R Dinesh, Managing Director, TVSL at a PC in Chennai said that the acquisition of Drive India Enterprise Solutions Ltd (DIESL) would enable the company to add to its expanding base of non-auto customers
TVS Logistics Services Ltd (TVSL), a leading third party logistics player in the country, announced the acquisition of Drive India Enterprise Solutions Ltd (DIESL) – a Tata Group company. The value of the acquisition, which is still subjected to regulatory approval, has not been disclosed. Tata Opportunities Fund will take a minority stake in TVSL by investing up to a maximum of Rs 250 crore. This money, among other things, will be used to fund the acquisition. “This acquisition will be a game changer for TVSL as it will bring together two companies that have complementary strengths,” said R Dinesh, managing director, TVSL.
Part of the TVS group, TVSL is the largest logistics player in the country in the automotive space. A series of acquisitions abroad have enabled it to build a strong global base serving over 100 blue chip companies across 50 countries. Its revenue has touched Rs 3,000 crore and it has about 11,000 employees. DIESL, a company jointly owned by Tata Industries Ltd and Tata International Ltd, has revenues of Rs 953 crore and 3,400 employees with a strong focus on India.The combined entity will have revenues of Rs 4,000 crore, 15,000 employees and a warehouse space in excess of 10 million sq ft.
Dinesh explained that TVSL set its sights on India about a year ago and began looking for attractive investment options in a market which had a huge future potential (TVSL, till then, was focussed on creating a global base and had made as many as seven acquisitions across EU, the US and Asia).
“Our chances of growing the business organically would have meant incremental increase in revenues. Also we were strong in India only in the automotive space and it was difficult to break into other segments without showcasing our abilities,” Dinesh added. This acquisition gives TVSL just that. DIESL has a strong presence in the consumer and retail space. Also the footprint (in terms of warehouses) is complimentary as TVSL has a strong presence in auto hubs, southern and western India while DIESL has presence in the northern and eastern parts of the country.
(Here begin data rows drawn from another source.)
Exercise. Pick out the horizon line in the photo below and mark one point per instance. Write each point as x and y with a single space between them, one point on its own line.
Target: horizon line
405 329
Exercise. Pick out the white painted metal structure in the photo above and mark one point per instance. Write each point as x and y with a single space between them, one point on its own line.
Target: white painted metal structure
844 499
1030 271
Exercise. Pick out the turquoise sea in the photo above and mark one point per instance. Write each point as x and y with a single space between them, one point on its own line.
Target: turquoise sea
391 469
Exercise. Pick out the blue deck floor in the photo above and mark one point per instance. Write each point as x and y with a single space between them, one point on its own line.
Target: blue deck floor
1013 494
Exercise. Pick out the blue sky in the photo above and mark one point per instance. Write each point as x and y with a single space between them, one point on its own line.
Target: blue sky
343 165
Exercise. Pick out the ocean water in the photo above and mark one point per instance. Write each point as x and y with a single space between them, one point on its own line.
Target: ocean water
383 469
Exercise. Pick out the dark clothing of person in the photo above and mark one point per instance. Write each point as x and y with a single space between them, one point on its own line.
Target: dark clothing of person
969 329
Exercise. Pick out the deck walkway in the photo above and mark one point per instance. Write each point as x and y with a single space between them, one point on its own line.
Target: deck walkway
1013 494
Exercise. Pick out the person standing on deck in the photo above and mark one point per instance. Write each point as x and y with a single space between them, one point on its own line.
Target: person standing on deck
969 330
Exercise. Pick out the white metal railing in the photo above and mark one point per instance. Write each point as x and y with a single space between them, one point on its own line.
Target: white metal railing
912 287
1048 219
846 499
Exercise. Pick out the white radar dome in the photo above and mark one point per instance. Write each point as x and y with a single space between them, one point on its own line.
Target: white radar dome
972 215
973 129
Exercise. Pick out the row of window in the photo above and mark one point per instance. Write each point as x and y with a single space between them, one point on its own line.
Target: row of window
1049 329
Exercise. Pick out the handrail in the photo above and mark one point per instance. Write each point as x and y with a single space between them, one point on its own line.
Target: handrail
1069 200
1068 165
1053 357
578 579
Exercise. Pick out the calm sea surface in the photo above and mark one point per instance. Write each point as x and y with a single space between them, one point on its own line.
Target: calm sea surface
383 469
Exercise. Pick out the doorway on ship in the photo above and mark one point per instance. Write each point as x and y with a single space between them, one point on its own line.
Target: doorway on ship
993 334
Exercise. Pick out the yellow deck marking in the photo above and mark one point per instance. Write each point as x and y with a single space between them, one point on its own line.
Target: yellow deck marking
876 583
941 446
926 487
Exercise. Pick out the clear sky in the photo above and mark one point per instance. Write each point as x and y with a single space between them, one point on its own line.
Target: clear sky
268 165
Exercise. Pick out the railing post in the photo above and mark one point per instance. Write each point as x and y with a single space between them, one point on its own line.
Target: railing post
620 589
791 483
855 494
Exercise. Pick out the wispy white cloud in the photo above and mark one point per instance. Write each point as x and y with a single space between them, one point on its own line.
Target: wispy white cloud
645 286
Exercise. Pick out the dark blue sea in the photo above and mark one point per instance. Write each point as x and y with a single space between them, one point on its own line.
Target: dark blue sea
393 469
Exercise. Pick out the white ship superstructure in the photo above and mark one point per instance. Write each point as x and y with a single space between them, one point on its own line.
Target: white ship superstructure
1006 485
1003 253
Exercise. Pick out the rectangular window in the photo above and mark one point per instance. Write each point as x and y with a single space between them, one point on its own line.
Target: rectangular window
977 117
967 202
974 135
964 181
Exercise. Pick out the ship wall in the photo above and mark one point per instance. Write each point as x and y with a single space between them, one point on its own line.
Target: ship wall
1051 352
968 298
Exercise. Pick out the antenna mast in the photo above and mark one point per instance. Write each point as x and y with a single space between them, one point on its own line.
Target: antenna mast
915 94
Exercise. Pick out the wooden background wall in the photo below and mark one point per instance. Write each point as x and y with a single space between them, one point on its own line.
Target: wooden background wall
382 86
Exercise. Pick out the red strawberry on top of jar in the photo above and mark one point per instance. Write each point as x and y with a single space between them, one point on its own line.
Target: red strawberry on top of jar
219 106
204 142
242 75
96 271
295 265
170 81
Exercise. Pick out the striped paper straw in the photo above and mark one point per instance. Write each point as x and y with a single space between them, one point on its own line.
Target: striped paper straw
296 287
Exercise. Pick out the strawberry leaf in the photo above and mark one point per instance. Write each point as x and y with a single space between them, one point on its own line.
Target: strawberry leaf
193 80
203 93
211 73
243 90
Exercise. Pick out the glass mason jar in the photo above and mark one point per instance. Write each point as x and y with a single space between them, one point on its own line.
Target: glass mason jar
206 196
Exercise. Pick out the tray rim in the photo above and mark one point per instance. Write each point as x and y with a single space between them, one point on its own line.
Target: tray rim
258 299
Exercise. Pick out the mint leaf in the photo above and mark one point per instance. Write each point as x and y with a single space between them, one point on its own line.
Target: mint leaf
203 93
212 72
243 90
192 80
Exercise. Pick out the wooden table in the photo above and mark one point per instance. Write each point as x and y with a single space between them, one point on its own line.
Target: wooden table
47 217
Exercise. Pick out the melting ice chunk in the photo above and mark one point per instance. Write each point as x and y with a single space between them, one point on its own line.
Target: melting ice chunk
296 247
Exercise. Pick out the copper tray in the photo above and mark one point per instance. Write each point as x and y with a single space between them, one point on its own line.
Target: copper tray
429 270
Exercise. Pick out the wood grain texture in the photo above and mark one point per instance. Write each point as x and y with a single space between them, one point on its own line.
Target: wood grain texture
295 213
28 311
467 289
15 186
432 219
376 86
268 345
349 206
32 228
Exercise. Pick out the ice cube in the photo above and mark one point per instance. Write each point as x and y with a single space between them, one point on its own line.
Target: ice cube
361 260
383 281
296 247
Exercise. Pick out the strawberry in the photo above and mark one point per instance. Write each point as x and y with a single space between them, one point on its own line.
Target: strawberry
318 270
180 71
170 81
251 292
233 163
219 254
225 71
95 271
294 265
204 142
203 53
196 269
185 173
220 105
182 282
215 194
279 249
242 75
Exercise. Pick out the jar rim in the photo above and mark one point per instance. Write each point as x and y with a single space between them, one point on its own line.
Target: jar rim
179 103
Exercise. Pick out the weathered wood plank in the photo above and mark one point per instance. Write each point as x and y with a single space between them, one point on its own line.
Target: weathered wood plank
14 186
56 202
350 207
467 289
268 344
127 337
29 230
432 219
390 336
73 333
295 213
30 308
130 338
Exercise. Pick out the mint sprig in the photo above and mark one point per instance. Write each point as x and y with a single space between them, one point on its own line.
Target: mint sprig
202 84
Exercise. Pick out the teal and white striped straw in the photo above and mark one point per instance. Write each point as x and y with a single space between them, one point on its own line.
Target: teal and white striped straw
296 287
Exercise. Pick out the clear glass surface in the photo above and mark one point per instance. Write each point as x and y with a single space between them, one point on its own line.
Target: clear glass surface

That apart, while TVSL offers end-to-end solutions, DIESL is a strong warehousing player with last mile delivery capability. “This last mile delivery capability of DIESL will help us offer same day delivery in India and this will open large ecommerce-related opportunities for us,” Dinesh said.
Simultaneously TVSL will be able to offer DIESL’s 187 clients global supply solutions, leveraging its base that is already in place. TVSL expects huge cost synergies through this acquisition. Dinesh clarified that DIESL brand will continue to exist but what the structure of the organisation will be would be decided after all the regulatory approvals are sought. He said this acquisition will enable TVSL achieve its target of reaching a turnover of $1 billion by 2016.